Efficient gossiping in the beacon chain

Tl;dr:

We can exploit the fact that messages in the beacon chain are created in constant time intervals to gossip more efficiently (and/or faster).

General Idea

There are two general gossip strategies:

  • Push: Nodes just send rumors they learned about to their peers
  • Pull: Nodes ask their peers for new rumors and they send them only then

Pushing is extremely efficient in the beginning of the lifetime of the rumor as almost all messages inform new nodes. But at the end most (but not all) nodes are already informed, so most of the transmissions are wasted.

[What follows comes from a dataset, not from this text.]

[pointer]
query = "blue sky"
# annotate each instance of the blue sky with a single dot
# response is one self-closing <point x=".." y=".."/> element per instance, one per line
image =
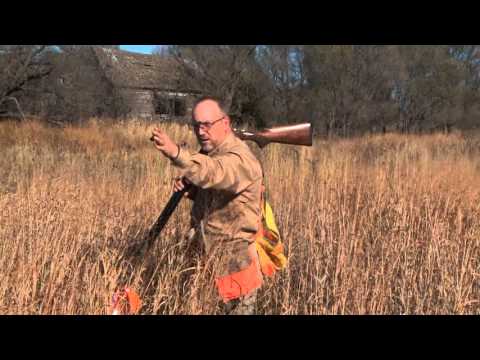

On the other hand, pulling is very inefficient at the beginning: Only the creator of the rumor is informed and finding them by sending requests without knowledge who they are takes many rounds. But once most of the nodes have been informed, it gets extremely efficient, as only uninformed nodes keep sending requests and those are successful with probability quickly approaching 1.

So ideally one would like to combine the two strategies, switching from push to pull once half of the nodes are informed. But usually this is difficult because identifying the point in time at which to switch is difficult.

However, in the beacon chain the situation is different as blocks are supposed to be created at predefined points in time. And as attestations are triggered by new blocks, the same holds true for most (if not all) of the payload of beacon chain blocks. So here we can switch from pushing to pulling simply based on the time that has passed since the expected rumor creation time.

The ideal switching time of course depends on the propagation time in the network, so it’s not known a priori. But it can easily be optimized by counting how often pulling is successful. Ideally it should be 50% for the first try. If the success rate is higher, the node should start pulling earlier, if it’s lower it should keep pushing for longer. Alternatively, nodes can estimate the propagation time directly by comparing message creation and arrival time.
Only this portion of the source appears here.